預金保険制度
銀行が破綻した場合に、一定額までの預金を政府が保証する制度。取り付け騒ぎを防止し、金融システムの安定を保つことを目的とする。
米国のFDIC
FDIC (Federal Deposit Insurance Corporation) は、米国の預金保険機関。

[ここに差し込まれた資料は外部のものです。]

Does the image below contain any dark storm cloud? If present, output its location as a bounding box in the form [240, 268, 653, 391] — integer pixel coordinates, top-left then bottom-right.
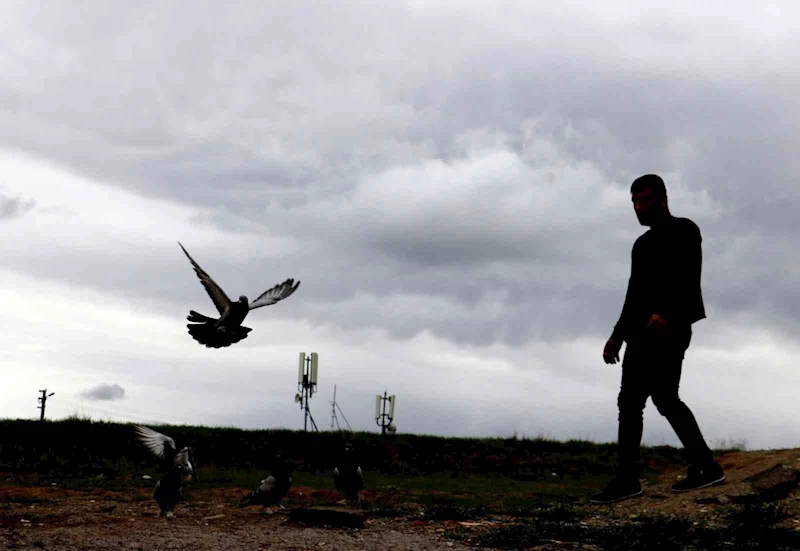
[0, 0, 797, 354]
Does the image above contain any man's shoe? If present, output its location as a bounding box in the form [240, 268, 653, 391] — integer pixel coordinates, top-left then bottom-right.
[672, 462, 725, 493]
[589, 478, 642, 505]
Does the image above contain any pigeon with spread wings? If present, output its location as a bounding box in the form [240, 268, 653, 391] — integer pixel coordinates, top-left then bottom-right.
[134, 426, 197, 519]
[178, 241, 300, 348]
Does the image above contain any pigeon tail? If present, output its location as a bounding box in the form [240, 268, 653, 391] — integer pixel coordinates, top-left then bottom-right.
[186, 310, 217, 323]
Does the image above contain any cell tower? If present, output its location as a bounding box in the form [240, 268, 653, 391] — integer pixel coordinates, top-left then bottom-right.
[375, 391, 397, 434]
[294, 352, 319, 431]
[331, 385, 353, 431]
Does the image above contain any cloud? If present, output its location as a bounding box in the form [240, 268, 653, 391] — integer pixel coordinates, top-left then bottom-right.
[81, 383, 125, 400]
[0, 193, 36, 220]
[0, 0, 800, 450]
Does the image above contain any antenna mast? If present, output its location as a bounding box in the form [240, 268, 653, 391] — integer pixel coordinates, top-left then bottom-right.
[294, 352, 319, 431]
[375, 391, 397, 434]
[36, 389, 55, 421]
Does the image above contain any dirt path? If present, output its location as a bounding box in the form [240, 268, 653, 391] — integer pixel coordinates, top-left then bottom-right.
[0, 450, 800, 551]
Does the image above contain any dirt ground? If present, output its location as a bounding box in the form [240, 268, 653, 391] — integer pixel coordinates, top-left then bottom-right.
[0, 449, 800, 551]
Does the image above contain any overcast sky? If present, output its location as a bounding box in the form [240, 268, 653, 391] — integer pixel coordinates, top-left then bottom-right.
[0, 0, 800, 449]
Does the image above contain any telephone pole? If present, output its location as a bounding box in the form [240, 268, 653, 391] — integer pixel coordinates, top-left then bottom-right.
[36, 389, 55, 421]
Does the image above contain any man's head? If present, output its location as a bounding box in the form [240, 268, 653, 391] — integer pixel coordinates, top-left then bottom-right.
[631, 174, 670, 226]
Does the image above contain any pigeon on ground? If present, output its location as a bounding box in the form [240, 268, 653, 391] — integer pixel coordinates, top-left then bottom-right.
[135, 426, 197, 519]
[178, 241, 300, 348]
[239, 453, 292, 515]
[333, 442, 364, 505]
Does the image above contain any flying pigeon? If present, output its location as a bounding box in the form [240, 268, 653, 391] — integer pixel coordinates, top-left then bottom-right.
[134, 426, 197, 519]
[239, 452, 292, 515]
[178, 241, 300, 348]
[333, 442, 364, 505]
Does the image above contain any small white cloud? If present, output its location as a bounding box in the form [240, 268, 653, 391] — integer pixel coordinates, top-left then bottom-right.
[81, 383, 125, 400]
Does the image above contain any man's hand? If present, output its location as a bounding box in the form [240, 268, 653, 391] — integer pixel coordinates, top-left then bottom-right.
[603, 337, 622, 364]
[647, 314, 669, 330]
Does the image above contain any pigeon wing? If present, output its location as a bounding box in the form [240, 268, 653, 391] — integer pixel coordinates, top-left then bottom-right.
[250, 279, 300, 310]
[178, 241, 231, 314]
[135, 426, 178, 461]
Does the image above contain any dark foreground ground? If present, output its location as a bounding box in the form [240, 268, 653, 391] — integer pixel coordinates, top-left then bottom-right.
[0, 450, 800, 551]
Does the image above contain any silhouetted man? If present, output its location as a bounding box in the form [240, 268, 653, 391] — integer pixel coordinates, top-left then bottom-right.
[591, 174, 725, 503]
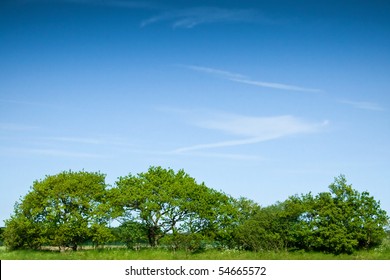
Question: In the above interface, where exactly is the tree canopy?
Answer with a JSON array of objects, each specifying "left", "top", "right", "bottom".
[
  {"left": 4, "top": 171, "right": 109, "bottom": 250},
  {"left": 112, "top": 167, "right": 232, "bottom": 246},
  {"left": 3, "top": 170, "right": 389, "bottom": 254}
]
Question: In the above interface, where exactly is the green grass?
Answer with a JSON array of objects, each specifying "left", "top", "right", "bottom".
[{"left": 0, "top": 247, "right": 390, "bottom": 260}]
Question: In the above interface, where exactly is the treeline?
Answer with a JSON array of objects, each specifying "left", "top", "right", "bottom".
[{"left": 3, "top": 167, "right": 389, "bottom": 254}]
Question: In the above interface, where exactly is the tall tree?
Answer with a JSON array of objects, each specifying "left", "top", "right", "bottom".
[
  {"left": 5, "top": 171, "right": 109, "bottom": 250},
  {"left": 111, "top": 167, "right": 229, "bottom": 246}
]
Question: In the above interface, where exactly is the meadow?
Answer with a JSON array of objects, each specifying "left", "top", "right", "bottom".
[{"left": 0, "top": 246, "right": 390, "bottom": 260}]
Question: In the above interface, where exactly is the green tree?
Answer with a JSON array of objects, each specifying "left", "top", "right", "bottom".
[
  {"left": 4, "top": 171, "right": 109, "bottom": 250},
  {"left": 111, "top": 167, "right": 229, "bottom": 246},
  {"left": 285, "top": 175, "right": 388, "bottom": 254},
  {"left": 115, "top": 220, "right": 148, "bottom": 249}
]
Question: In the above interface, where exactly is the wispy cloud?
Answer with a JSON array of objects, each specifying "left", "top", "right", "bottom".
[
  {"left": 141, "top": 7, "right": 265, "bottom": 28},
  {"left": 339, "top": 100, "right": 385, "bottom": 111},
  {"left": 184, "top": 65, "right": 322, "bottom": 93},
  {"left": 0, "top": 123, "right": 39, "bottom": 131},
  {"left": 22, "top": 149, "right": 105, "bottom": 159},
  {"left": 174, "top": 115, "right": 328, "bottom": 153}
]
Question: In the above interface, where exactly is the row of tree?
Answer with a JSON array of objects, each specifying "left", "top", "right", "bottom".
[{"left": 3, "top": 167, "right": 388, "bottom": 254}]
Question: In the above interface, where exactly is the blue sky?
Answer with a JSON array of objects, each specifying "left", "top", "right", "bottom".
[{"left": 0, "top": 0, "right": 390, "bottom": 224}]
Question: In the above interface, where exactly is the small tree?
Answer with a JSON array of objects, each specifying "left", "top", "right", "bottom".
[
  {"left": 289, "top": 175, "right": 388, "bottom": 254},
  {"left": 4, "top": 171, "right": 109, "bottom": 250}
]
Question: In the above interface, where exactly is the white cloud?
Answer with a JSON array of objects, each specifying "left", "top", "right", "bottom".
[
  {"left": 174, "top": 115, "right": 328, "bottom": 153},
  {"left": 185, "top": 65, "right": 322, "bottom": 93},
  {"left": 141, "top": 7, "right": 265, "bottom": 28},
  {"left": 339, "top": 100, "right": 384, "bottom": 111},
  {"left": 0, "top": 123, "right": 39, "bottom": 131}
]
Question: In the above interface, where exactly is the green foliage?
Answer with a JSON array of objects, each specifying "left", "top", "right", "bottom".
[
  {"left": 5, "top": 171, "right": 109, "bottom": 250},
  {"left": 111, "top": 167, "right": 232, "bottom": 246},
  {"left": 2, "top": 167, "right": 390, "bottom": 255},
  {"left": 285, "top": 175, "right": 387, "bottom": 254},
  {"left": 115, "top": 221, "right": 148, "bottom": 249},
  {"left": 236, "top": 175, "right": 388, "bottom": 254}
]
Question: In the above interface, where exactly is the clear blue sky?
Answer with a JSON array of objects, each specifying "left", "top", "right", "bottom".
[{"left": 0, "top": 0, "right": 390, "bottom": 225}]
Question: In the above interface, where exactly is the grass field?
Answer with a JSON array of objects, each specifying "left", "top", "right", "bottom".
[{"left": 0, "top": 247, "right": 390, "bottom": 260}]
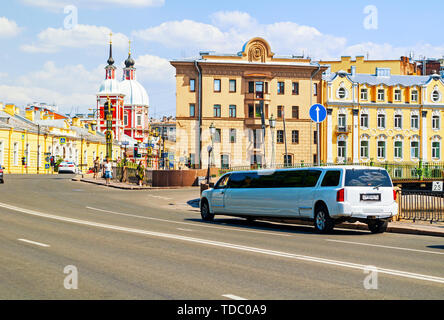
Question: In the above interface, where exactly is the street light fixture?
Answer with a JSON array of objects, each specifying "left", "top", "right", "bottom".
[
  {"left": 268, "top": 114, "right": 276, "bottom": 168},
  {"left": 209, "top": 123, "right": 216, "bottom": 166}
]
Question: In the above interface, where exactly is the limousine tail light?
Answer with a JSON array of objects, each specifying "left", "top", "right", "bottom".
[{"left": 336, "top": 189, "right": 345, "bottom": 202}]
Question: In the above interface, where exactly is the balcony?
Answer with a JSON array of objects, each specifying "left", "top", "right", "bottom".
[{"left": 335, "top": 126, "right": 353, "bottom": 134}]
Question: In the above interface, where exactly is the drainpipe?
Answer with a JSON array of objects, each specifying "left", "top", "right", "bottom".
[
  {"left": 194, "top": 60, "right": 202, "bottom": 169},
  {"left": 310, "top": 62, "right": 321, "bottom": 167}
]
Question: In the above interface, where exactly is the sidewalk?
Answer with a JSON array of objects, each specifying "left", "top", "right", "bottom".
[{"left": 72, "top": 174, "right": 183, "bottom": 190}]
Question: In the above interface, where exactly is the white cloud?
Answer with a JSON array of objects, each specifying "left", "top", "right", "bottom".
[
  {"left": 132, "top": 11, "right": 346, "bottom": 56},
  {"left": 22, "top": 0, "right": 165, "bottom": 11},
  {"left": 21, "top": 24, "right": 128, "bottom": 53},
  {"left": 0, "top": 17, "right": 22, "bottom": 38}
]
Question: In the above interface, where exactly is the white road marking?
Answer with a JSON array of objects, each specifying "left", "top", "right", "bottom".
[
  {"left": 0, "top": 203, "right": 444, "bottom": 284},
  {"left": 326, "top": 239, "right": 444, "bottom": 255},
  {"left": 17, "top": 239, "right": 50, "bottom": 248},
  {"left": 222, "top": 294, "right": 247, "bottom": 300},
  {"left": 86, "top": 207, "right": 291, "bottom": 237}
]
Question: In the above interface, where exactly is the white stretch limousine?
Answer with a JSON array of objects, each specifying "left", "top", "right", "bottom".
[{"left": 200, "top": 166, "right": 398, "bottom": 233}]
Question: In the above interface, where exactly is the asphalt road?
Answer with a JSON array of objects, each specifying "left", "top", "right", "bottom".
[{"left": 0, "top": 175, "right": 444, "bottom": 300}]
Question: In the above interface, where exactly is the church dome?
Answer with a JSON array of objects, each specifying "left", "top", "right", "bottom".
[
  {"left": 98, "top": 79, "right": 122, "bottom": 95},
  {"left": 120, "top": 80, "right": 150, "bottom": 106}
]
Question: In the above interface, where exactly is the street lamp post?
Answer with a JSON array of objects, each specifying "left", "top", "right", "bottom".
[
  {"left": 268, "top": 114, "right": 276, "bottom": 168},
  {"left": 210, "top": 123, "right": 216, "bottom": 166}
]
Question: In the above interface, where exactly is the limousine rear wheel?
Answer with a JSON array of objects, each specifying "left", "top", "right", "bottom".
[
  {"left": 314, "top": 205, "right": 335, "bottom": 233},
  {"left": 200, "top": 200, "right": 214, "bottom": 221},
  {"left": 368, "top": 220, "right": 388, "bottom": 234}
]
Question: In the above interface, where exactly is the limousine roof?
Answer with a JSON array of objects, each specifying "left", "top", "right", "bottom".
[{"left": 229, "top": 165, "right": 385, "bottom": 174}]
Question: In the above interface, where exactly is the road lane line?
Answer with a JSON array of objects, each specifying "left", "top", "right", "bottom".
[
  {"left": 86, "top": 207, "right": 291, "bottom": 237},
  {"left": 0, "top": 203, "right": 444, "bottom": 284},
  {"left": 326, "top": 239, "right": 444, "bottom": 255},
  {"left": 222, "top": 294, "right": 247, "bottom": 300},
  {"left": 17, "top": 239, "right": 50, "bottom": 248}
]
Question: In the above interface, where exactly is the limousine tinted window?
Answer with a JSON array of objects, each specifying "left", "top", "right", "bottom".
[
  {"left": 345, "top": 169, "right": 393, "bottom": 187},
  {"left": 321, "top": 171, "right": 341, "bottom": 187}
]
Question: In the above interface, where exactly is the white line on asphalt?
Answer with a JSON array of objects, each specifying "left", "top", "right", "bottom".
[
  {"left": 0, "top": 203, "right": 444, "bottom": 284},
  {"left": 222, "top": 294, "right": 247, "bottom": 300},
  {"left": 86, "top": 207, "right": 291, "bottom": 237},
  {"left": 17, "top": 239, "right": 50, "bottom": 248},
  {"left": 326, "top": 239, "right": 444, "bottom": 255}
]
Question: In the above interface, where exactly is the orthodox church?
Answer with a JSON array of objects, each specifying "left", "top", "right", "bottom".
[{"left": 96, "top": 35, "right": 149, "bottom": 146}]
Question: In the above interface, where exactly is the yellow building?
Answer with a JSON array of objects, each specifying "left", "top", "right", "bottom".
[
  {"left": 321, "top": 68, "right": 444, "bottom": 176},
  {"left": 171, "top": 38, "right": 327, "bottom": 168},
  {"left": 0, "top": 104, "right": 121, "bottom": 174},
  {"left": 319, "top": 56, "right": 421, "bottom": 75}
]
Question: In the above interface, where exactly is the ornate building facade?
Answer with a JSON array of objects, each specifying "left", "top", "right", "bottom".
[{"left": 171, "top": 38, "right": 327, "bottom": 168}]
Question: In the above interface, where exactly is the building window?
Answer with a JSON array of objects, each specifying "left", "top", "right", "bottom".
[
  {"left": 338, "top": 141, "right": 347, "bottom": 161},
  {"left": 395, "top": 114, "right": 402, "bottom": 129},
  {"left": 284, "top": 154, "right": 293, "bottom": 167},
  {"left": 291, "top": 82, "right": 299, "bottom": 95},
  {"left": 361, "top": 89, "right": 368, "bottom": 100},
  {"left": 432, "top": 142, "right": 441, "bottom": 160},
  {"left": 228, "top": 105, "right": 236, "bottom": 118},
  {"left": 291, "top": 130, "right": 299, "bottom": 144},
  {"left": 411, "top": 90, "right": 418, "bottom": 102},
  {"left": 278, "top": 82, "right": 285, "bottom": 94},
  {"left": 378, "top": 141, "right": 385, "bottom": 159},
  {"left": 220, "top": 154, "right": 230, "bottom": 169},
  {"left": 378, "top": 89, "right": 385, "bottom": 101},
  {"left": 395, "top": 90, "right": 402, "bottom": 102},
  {"left": 291, "top": 106, "right": 299, "bottom": 119},
  {"left": 410, "top": 114, "right": 419, "bottom": 130},
  {"left": 338, "top": 113, "right": 347, "bottom": 127},
  {"left": 248, "top": 81, "right": 254, "bottom": 93},
  {"left": 432, "top": 115, "right": 441, "bottom": 130},
  {"left": 395, "top": 141, "right": 402, "bottom": 159},
  {"left": 361, "top": 140, "right": 368, "bottom": 159},
  {"left": 276, "top": 130, "right": 284, "bottom": 143},
  {"left": 214, "top": 79, "right": 221, "bottom": 92},
  {"left": 230, "top": 129, "right": 236, "bottom": 143},
  {"left": 277, "top": 106, "right": 284, "bottom": 119},
  {"left": 230, "top": 80, "right": 236, "bottom": 92},
  {"left": 378, "top": 114, "right": 385, "bottom": 129},
  {"left": 361, "top": 113, "right": 368, "bottom": 129},
  {"left": 13, "top": 142, "right": 18, "bottom": 166},
  {"left": 248, "top": 104, "right": 254, "bottom": 118},
  {"left": 214, "top": 129, "right": 222, "bottom": 143},
  {"left": 213, "top": 104, "right": 221, "bottom": 118},
  {"left": 410, "top": 141, "right": 419, "bottom": 159},
  {"left": 432, "top": 90, "right": 441, "bottom": 102}
]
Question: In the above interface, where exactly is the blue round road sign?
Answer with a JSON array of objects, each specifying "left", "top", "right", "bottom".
[{"left": 310, "top": 104, "right": 327, "bottom": 123}]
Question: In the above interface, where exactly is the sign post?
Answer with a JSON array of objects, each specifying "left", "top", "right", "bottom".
[{"left": 310, "top": 104, "right": 327, "bottom": 166}]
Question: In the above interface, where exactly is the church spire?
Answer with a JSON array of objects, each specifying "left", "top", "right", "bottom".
[{"left": 105, "top": 32, "right": 116, "bottom": 79}]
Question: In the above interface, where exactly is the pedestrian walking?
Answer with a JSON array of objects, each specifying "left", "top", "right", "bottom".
[
  {"left": 137, "top": 161, "right": 145, "bottom": 187},
  {"left": 104, "top": 158, "right": 113, "bottom": 184},
  {"left": 93, "top": 157, "right": 100, "bottom": 180}
]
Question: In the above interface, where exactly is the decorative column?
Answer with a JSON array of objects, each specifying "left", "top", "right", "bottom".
[
  {"left": 421, "top": 111, "right": 429, "bottom": 162},
  {"left": 353, "top": 109, "right": 359, "bottom": 163},
  {"left": 327, "top": 109, "right": 333, "bottom": 163}
]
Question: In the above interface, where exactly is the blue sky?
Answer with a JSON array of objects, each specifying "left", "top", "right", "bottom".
[{"left": 0, "top": 0, "right": 444, "bottom": 116}]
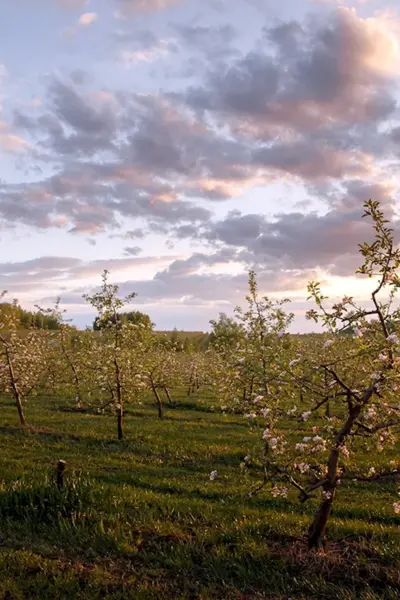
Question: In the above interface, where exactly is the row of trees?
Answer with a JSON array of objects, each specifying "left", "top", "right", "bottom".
[{"left": 0, "top": 201, "right": 400, "bottom": 548}]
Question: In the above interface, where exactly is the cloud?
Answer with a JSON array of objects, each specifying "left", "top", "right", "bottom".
[
  {"left": 78, "top": 13, "right": 98, "bottom": 27},
  {"left": 117, "top": 0, "right": 182, "bottom": 18},
  {"left": 56, "top": 0, "right": 88, "bottom": 10},
  {"left": 187, "top": 8, "right": 400, "bottom": 139},
  {"left": 124, "top": 246, "right": 142, "bottom": 256},
  {"left": 0, "top": 121, "right": 31, "bottom": 154}
]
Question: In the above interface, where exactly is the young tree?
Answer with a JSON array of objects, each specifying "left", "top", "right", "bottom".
[
  {"left": 84, "top": 271, "right": 139, "bottom": 440},
  {"left": 0, "top": 292, "right": 46, "bottom": 425},
  {"left": 212, "top": 272, "right": 293, "bottom": 418},
  {"left": 247, "top": 201, "right": 400, "bottom": 548}
]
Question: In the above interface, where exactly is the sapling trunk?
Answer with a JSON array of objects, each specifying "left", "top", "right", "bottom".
[
  {"left": 308, "top": 394, "right": 375, "bottom": 549},
  {"left": 151, "top": 384, "right": 163, "bottom": 419},
  {"left": 164, "top": 386, "right": 173, "bottom": 404},
  {"left": 117, "top": 404, "right": 124, "bottom": 440},
  {"left": 6, "top": 346, "right": 26, "bottom": 426}
]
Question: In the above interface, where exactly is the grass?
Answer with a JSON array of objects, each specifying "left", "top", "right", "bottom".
[{"left": 0, "top": 396, "right": 400, "bottom": 600}]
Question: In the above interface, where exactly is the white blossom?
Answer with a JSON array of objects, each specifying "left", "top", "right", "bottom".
[
  {"left": 324, "top": 340, "right": 334, "bottom": 348},
  {"left": 269, "top": 438, "right": 278, "bottom": 450},
  {"left": 297, "top": 463, "right": 310, "bottom": 473},
  {"left": 262, "top": 429, "right": 269, "bottom": 440}
]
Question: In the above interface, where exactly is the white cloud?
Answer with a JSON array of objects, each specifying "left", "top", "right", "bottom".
[{"left": 78, "top": 13, "right": 98, "bottom": 27}]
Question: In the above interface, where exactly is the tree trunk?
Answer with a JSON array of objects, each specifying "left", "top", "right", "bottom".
[
  {"left": 325, "top": 401, "right": 331, "bottom": 419},
  {"left": 117, "top": 404, "right": 124, "bottom": 440},
  {"left": 308, "top": 385, "right": 375, "bottom": 549},
  {"left": 6, "top": 346, "right": 26, "bottom": 427},
  {"left": 308, "top": 488, "right": 335, "bottom": 550},
  {"left": 15, "top": 393, "right": 26, "bottom": 427},
  {"left": 164, "top": 386, "right": 173, "bottom": 404},
  {"left": 152, "top": 385, "right": 163, "bottom": 419}
]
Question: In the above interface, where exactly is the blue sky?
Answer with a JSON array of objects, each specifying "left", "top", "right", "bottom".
[{"left": 0, "top": 0, "right": 400, "bottom": 330}]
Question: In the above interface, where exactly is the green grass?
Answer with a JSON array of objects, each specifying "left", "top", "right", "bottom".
[{"left": 0, "top": 397, "right": 400, "bottom": 600}]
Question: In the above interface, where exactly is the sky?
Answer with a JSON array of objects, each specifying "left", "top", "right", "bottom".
[{"left": 0, "top": 0, "right": 400, "bottom": 331}]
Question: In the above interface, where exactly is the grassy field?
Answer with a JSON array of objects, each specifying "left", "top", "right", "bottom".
[{"left": 0, "top": 396, "right": 400, "bottom": 600}]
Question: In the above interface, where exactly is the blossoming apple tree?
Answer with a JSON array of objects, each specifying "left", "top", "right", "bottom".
[{"left": 245, "top": 201, "right": 400, "bottom": 548}]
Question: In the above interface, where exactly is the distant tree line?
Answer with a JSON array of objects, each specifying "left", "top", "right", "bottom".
[{"left": 0, "top": 302, "right": 59, "bottom": 330}]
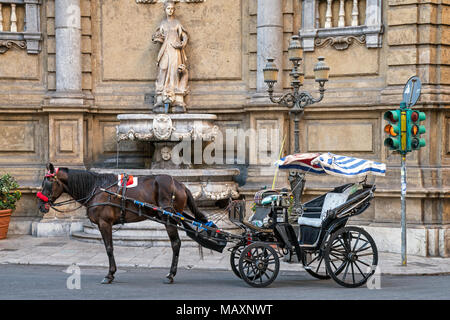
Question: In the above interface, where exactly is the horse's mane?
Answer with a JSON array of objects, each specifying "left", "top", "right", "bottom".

1933年の世界恐慌を受けて設立された。
保護範囲:
- 1口座あたり25万ドルまで保証
- 銀行が破綻しても、この範囲内の預金は全額返還される
仕組み
- 銀行は預金総額に応じて保険料をFDICに支払う
- 銀行が破綻した場合、FDICが預金者に代わって支払う
- FDICが破綻銀行の資産を管理・売却し、損失を最小化する
効果
預金保険制度により:
- 預金者は銀行の健全性を逐一心配する必要がなくなる
- 取り付け騒ぎのリスクが大幅に減少
- 金融システム全体の安定性が向上
ステーブルコインとの関係
GENIUS法により、ステーブルコイン発行体は準備金としてFDIC保険付き預金を保有することが認められている。これにより、ステーブルコインの裏付け資産の一部が預金保険制度で保護される。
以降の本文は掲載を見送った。